1880680 – [4.3] [Tigera plugin] - openshift-kube-proxy fails - Failed to execute iptables-restore: exit status 4 (iptables-restore v1.8.4 (nf_tables)

Bug 1880680 - [4.3] [Tigera plugin] - openshift-kube-proxy fails - Failed to execute iptables-restore: exit status 4 (iptables-restore v1.8.4 (nf_tables)

Summary: [4.3] [Tigera plugin] - openshift-kube-proxy fails - Failed to execute iptabl...

Keywords:
Status:	CLOSED ERRATA
Alias:	None
Product:	OpenShift Container Platform
Classification:	Red Hat
Component:	Networking
Sub Component:
Version:	4.3.z
Hardware:	Unspecified
OS:	Unspecified
Priority:	urgent
Severity:	urgent
Target Milestone:	---
Target Release:	4.7.0
Assignee:	Dan Williams
QA Contact:	zhaozhanqi
Docs Contact:
URL:
Whiteboard:
Duplicates (1):	1880365 (view as bug list)
Depends On:	1843646 1884946 1885199 1885200 1885203
Blocks:
TreeView+	depends on / blocked

Reported:	2020-09-19 00:54 UTC by Vladislav Walek
Modified:	2024-10-01 16:53 UTC (History)
CC List:	24 users (show)
Fixed In Version:
Doc Type:	If docs needed, set a value
Doc Text:
Clone Of:
Environment:
Last Closed:	2021-02-24 15:18:37 UTC
Target Upstream Version:
Embargoed:

Attachments	(Terms of Use)

Links
System	ID	Private	Priority	Status	Summary	Last Updated
Red Hat Product Errata	RHSA-2020:5633	0	None	None	None	2021-02-24 15:20:53 UTC

Description Vladislav Walek 2020-09-19 00:54:18 UTC

Description of problem:

openshift-kube-proxy fails on some nodes with error:

	2020-09-17T10:52:33.795271544Z E0917 10:52:33.795244       1 proxier.go:1449] Failed to execute iptables-restore: exit status 4 (iptables-restore v1.8.4 (nf_tables):
	2020-09-17T12:05:35.593340687Z line 27030: CHAIN_USER_DEL failed (Device or resource busy): chain KUBE-SVC-XFVE3LTTFRHEFCIQ
	2020-09-17T12:05:35.593340687Z line 27031: CHAIN_USER_DEL failed (Device or resource busy): chain KUBE-SEP-QZNCVF4BC5U2KMFO
	2020-09-17T12:05:35.593340687Z line 27032: CHAIN_USER_DEL failed (Device or resource busy): chain KUBE-SEP-KW7TSBXHYYDGU7P6
	2020-09-17T12:05:35.593340687Z line 27033: CHAIN_USER_DEL failed (Device or resource busy): chain KUBE-SVC-4J5AY7EL4YBQGJSK
	2020-09-17T12:05:35.593340687Z line 27034: CHAIN_USER_DEL failed (Device or resource busy): chain KUBE-SVC-ZRA4FC2ZSWYIJTXI
	2020-09-17T12:05:35.593340687Z line 27035: CHAIN_USER_DEL failed (Device or resource busy): chain KUBE-SEP-GTPIKDBCCRVQTJP2


It appears as an issue with the lock on the iptables. Providing the must gather shortly.

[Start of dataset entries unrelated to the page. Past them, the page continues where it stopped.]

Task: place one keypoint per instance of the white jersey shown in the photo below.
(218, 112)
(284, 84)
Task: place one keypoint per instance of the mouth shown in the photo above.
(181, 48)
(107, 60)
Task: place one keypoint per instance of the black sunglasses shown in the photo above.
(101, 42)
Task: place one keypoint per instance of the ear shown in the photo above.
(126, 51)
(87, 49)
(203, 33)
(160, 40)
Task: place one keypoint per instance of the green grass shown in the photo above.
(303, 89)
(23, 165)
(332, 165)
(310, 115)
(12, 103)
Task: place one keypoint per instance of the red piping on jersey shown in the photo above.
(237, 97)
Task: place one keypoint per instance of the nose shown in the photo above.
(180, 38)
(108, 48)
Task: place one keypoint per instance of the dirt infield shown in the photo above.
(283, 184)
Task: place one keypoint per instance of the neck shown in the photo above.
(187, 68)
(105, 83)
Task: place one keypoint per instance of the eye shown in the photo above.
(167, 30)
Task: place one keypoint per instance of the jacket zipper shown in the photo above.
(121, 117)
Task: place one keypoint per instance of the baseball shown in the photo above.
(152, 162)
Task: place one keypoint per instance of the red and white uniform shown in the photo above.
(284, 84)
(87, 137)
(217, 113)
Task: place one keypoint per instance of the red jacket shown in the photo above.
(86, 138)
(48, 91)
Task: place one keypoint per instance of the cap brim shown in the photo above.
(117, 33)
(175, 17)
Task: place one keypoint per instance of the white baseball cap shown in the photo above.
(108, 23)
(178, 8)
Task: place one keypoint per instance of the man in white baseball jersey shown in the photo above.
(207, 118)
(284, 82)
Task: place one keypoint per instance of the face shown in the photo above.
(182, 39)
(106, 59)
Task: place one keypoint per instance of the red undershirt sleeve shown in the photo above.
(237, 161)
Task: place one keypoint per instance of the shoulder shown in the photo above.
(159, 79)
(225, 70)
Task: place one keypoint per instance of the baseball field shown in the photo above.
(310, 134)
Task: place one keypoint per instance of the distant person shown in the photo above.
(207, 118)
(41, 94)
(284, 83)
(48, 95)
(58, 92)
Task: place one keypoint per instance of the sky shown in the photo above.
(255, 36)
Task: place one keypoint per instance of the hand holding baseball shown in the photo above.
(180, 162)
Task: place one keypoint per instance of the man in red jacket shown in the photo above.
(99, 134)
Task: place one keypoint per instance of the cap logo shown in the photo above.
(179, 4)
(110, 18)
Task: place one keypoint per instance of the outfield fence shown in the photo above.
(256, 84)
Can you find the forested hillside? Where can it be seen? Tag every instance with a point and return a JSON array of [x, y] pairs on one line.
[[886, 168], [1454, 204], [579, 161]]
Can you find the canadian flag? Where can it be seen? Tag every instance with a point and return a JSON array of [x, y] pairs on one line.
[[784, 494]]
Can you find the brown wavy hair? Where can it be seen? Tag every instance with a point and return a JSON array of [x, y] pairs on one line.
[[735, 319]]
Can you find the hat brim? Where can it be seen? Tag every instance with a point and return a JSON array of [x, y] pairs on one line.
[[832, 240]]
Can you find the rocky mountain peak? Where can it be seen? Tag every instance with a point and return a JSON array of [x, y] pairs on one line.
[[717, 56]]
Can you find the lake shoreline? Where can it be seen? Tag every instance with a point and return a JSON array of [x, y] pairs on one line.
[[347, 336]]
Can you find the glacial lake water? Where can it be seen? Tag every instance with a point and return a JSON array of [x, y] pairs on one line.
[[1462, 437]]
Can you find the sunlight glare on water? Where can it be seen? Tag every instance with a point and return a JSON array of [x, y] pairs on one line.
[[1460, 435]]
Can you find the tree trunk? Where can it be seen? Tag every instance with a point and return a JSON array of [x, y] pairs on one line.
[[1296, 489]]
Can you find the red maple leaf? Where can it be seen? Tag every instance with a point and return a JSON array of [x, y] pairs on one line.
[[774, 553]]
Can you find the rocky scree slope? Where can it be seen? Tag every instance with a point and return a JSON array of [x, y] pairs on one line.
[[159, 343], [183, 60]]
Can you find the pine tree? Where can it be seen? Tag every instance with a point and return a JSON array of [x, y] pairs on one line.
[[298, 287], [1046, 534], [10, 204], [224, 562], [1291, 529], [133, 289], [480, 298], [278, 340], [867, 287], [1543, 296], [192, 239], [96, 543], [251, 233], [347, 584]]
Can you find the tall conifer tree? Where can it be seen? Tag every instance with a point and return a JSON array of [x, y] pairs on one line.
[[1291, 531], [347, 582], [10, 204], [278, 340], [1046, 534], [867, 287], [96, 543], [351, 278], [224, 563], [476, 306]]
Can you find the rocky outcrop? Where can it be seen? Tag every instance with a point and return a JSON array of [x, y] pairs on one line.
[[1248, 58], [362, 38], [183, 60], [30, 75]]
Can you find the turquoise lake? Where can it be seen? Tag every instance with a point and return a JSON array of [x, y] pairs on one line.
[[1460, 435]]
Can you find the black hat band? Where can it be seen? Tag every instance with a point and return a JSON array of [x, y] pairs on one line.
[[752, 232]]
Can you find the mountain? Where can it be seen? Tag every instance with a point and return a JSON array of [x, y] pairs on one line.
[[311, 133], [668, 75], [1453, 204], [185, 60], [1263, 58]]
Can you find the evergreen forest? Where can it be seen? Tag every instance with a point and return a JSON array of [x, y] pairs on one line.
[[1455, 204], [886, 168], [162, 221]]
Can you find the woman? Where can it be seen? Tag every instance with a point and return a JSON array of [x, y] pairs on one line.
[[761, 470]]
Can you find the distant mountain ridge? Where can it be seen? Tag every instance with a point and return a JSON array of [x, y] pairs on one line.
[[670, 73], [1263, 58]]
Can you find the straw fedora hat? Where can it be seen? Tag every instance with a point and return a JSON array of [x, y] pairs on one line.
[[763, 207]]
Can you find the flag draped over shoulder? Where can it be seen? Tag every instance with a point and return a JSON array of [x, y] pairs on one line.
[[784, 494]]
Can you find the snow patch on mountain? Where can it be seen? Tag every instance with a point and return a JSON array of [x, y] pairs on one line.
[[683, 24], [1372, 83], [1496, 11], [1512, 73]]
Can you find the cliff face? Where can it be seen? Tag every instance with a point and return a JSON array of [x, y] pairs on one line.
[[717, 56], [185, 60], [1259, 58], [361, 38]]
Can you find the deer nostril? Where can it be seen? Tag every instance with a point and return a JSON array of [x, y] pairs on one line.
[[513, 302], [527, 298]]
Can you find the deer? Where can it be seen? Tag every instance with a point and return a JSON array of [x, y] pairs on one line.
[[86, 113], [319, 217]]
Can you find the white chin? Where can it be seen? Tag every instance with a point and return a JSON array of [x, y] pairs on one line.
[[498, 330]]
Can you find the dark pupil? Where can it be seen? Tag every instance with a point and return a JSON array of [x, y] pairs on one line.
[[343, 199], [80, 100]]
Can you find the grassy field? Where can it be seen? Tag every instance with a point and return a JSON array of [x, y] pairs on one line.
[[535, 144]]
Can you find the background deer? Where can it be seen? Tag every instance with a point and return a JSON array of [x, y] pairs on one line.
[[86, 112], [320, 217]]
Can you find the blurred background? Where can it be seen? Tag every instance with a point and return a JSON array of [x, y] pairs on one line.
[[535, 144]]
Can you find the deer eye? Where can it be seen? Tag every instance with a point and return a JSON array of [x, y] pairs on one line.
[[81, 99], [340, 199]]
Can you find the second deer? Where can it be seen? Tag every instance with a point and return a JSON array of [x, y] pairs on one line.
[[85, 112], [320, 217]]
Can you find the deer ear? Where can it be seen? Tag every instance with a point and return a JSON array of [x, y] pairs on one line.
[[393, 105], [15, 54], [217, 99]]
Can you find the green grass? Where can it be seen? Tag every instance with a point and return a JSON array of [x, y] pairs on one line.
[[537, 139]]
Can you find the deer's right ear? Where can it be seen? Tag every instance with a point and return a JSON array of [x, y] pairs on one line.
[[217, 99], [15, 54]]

Version-Release number of selected component (if applicable):
OpenShift Container Platfrom 4.3.29

How reproducible:
n/a

Steps to Reproduce:
1.
2.
3.

Actual results:


Expected results:


Additional info:

Comment 3 Ben Bennett 2020-09-21 13:33:24 UTC

Setting the target release to the latest dev branch so we can identify the problem.  Once that work is done, we will consider where to backport.

Comment 4 Mark Rooks 2020-09-23 06:59:42 UTC

Duplicate of 1880365?

Comment 10 Andrew Stoycos 2020-09-28 21:25:47 UTC

Looking into this, no timeline for a fix ATM, based on the outcome of BZ 1843646 the RHEL team basically ruled out a problem on the OS side. Checking out the possibility of parallel iptables restore commands causing things to fail.  Have you been able to reproduce this on a non-production cluster?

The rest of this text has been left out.